Google's Ban of an Anti-MoveOn.org Ad
Whip-hero writes in with an Examiner.com story about Google's rejection of an ad critical of MoveOn.org. The story rehashes the controversy over MoveOn.org's ad that ran in the NYTimes on the first day of testimony of Gen. Petraeus's Senate testimony. The rejected ad was submitted on behalf of Maine Republican Senator Susan Collins — its text is reproduced in the article. The implication, which has been picked up by many blogs on the other side of the spectrum from MoveOn.org, is that Google acted out of political favoritism. Not so, says Google's policy counsel: Google's trademark policy allows any trademark holder to request that its marks not be used in ads; and MoveOn.org had made such a request.
Oh, this is just a case of Google doing what it damn well pleases. They're showing their true colors and bias.
Ok, you're clearly being nutty, so I don't know why I'm bothering to respond, but google news's bias is extremely well documented and obvious. Just because you found one site that you believe is right wing fringe (it isn't, but oh well) doesn't mean there isn't a great deal of bias. Of course, bias is in the eye of the beholder (some people will think the Washington Post is rabidly conservative and some rapidly liberal), but your one example is particularly pathetic. The fact is, there are many major conservative news aggregates that are excluded from Google News, but many liberal aggregates that are very extreme remain.
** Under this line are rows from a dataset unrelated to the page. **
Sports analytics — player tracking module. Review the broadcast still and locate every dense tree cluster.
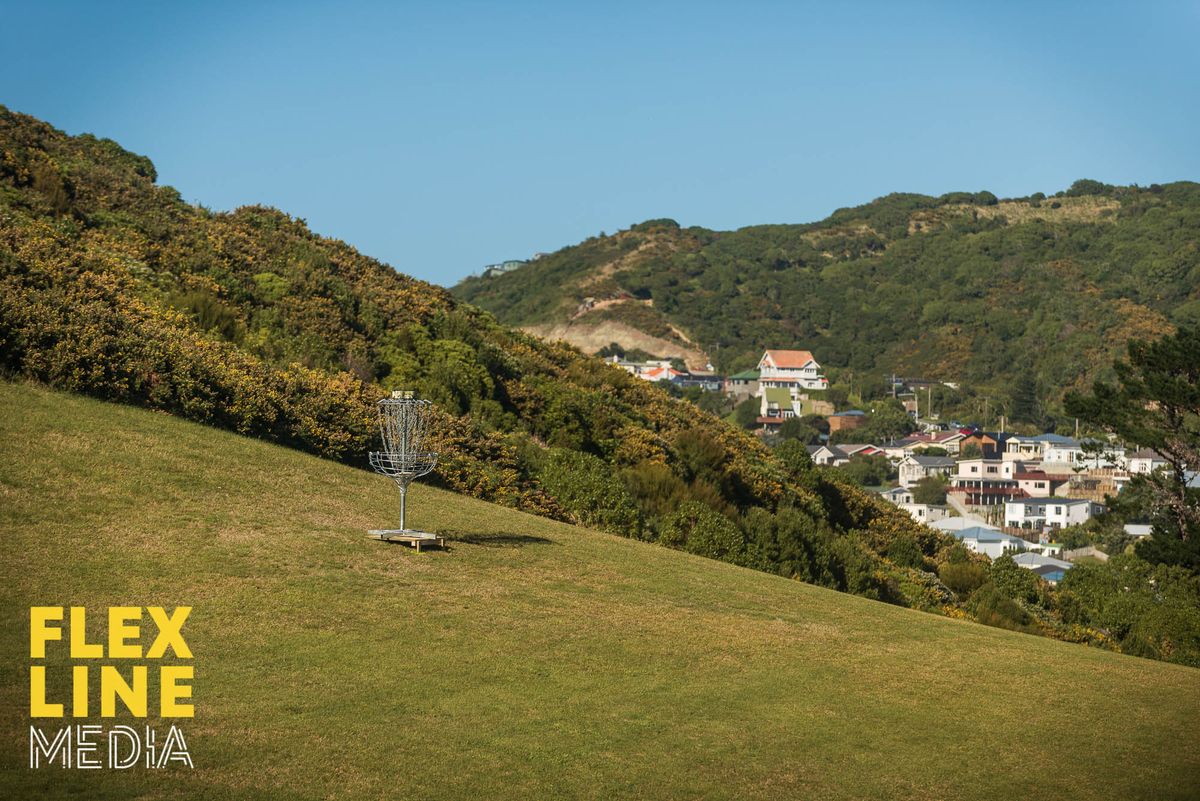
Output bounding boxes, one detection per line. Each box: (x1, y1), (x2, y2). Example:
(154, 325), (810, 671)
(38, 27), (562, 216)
(0, 108), (936, 608)
(454, 180), (1200, 426)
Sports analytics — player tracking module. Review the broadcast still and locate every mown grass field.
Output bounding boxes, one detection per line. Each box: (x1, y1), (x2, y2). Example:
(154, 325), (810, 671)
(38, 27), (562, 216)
(0, 384), (1200, 799)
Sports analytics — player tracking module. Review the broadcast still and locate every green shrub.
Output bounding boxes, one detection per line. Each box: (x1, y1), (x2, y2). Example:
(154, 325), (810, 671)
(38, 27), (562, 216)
(659, 501), (745, 561)
(937, 561), (988, 597)
(538, 448), (642, 537)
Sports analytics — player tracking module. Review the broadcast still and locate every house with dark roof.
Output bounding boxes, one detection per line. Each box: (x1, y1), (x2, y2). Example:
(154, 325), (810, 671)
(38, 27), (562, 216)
(899, 453), (955, 487)
(758, 350), (829, 395)
(1004, 498), (1105, 531)
(1013, 553), (1072, 584)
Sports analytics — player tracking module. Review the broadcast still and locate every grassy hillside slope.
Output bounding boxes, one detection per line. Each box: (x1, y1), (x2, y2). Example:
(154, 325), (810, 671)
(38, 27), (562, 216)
(0, 107), (953, 608)
(454, 181), (1200, 414)
(0, 384), (1200, 799)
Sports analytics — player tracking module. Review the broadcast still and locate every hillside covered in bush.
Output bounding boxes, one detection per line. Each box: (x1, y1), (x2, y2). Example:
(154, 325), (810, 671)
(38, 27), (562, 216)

I think that's totally fine. Google can do whatever it likes.
I don't know what you mean about "Capitalizing on a trademark for campaign publicity" making something a violation. Do you dispute that the politician was criticizing Move-On's ad? No. Was the trademarked ad clearly being criticized? Yes. No one is confusing the politician for move-on. Trademarks are not intellectual property, they exist so that the public is not confused. No one was confused, because this was a criticism of Move-On. This is clearly not a trademark violation. What is your legal basis for insisting that the likelihood of publicity that a critique provides has something to do with the complain being a trademark violation?
Regardless, Ron Paul is a lefty (just look at his spending record). And I don't care that much. What point were you trying to make, anyway? Is every site that Ron Paul links appear at totally unbiased? You will find plenty of stuff about George Bush, even though he is extremely conservative, on any liberal news site.
The site that broke the Dan Rather forgery scandal is not a legitimate news source on google, even though it must have hundreds of thousands of views. It's very conservative, but not really even fringe. This same source has also proven that Reuters doctored some photos from Lebanon. It's a worthy and relatively major news source, but not for google news. This is one example of many conservative sites Google doesn't want on its news page. And that leads to weird headline such as "Gonzales confirmed: war criminal to head US Justice Department". That was an actual Google News headline.
Google's bias is well documented. I think it's a great part of American society to be biased and successful, so I like this, but still, the reasons for the ad ban are probably political.
Google allows all sorts of ridiculousness in. The site above had to post several times before google would remove new-nazi news. Liberal fringe folks have little trouble either. Antiwar.com is obviously antisemetic, but it's a google-news source. Michelle Malkin, a crazy ass conservative, doesn't get on google news, though her offensiveness is probably a but less than the anti-bush neonazis that google was ok with.
I'm not saying Google shouldn't be liberal, I'm saying that Google has a right to bias that they seem to exercise.
If you don't realize that, you aren't paying attention. Everything about Google speaks to multiculturalism and minimizes its American identity. You will see special google logos for Sputnik but not Memorial Day. Google is like Apple, a great company that wants to promote a certain way of thinking.
I'm not trying to troll here. Google's got a point of view. Why deny it? Politicians have to engage in these types of ideological arguments. They have to show the ads they are disputing. It's called discourse. Google has no obligation to show any ad they don't like, but this was a legal ad. You don't see move-on actually suing anybody, do you? Move-on has spent millions of dollars to fight this specific congresswoman. If she broke the law, they'd sue her into oblivion.
The ad backfired only because of the pussy republicans who are so very terrified of terrorists. Real Americans aren't afraid of terrorists, but are done being represented as if we are. We're done with the lies, we're done with the deceit, and we're done with the bloodshed. Unfortunately, republicans, who hate America worse than the other terrorists, want to quash any dissent the mark of a true freedom-hater. Instead of listening to the 30 million Americans represented by MoveOn, the pussies in Congress instead decided to waste valuable time voting a resolution decrying the voice of real Americans. If Google's missions statement is to do no evil, then not allowing tax-and-spend, cowardly, America-hating republicans the ability to attack the views of the citizens sounds like a good start to me. If the 'pubs don't like it, too bad. They can get the fuck out of my country, then. They obviously hate everything that made America great anyway, we don't need their kind 'round here.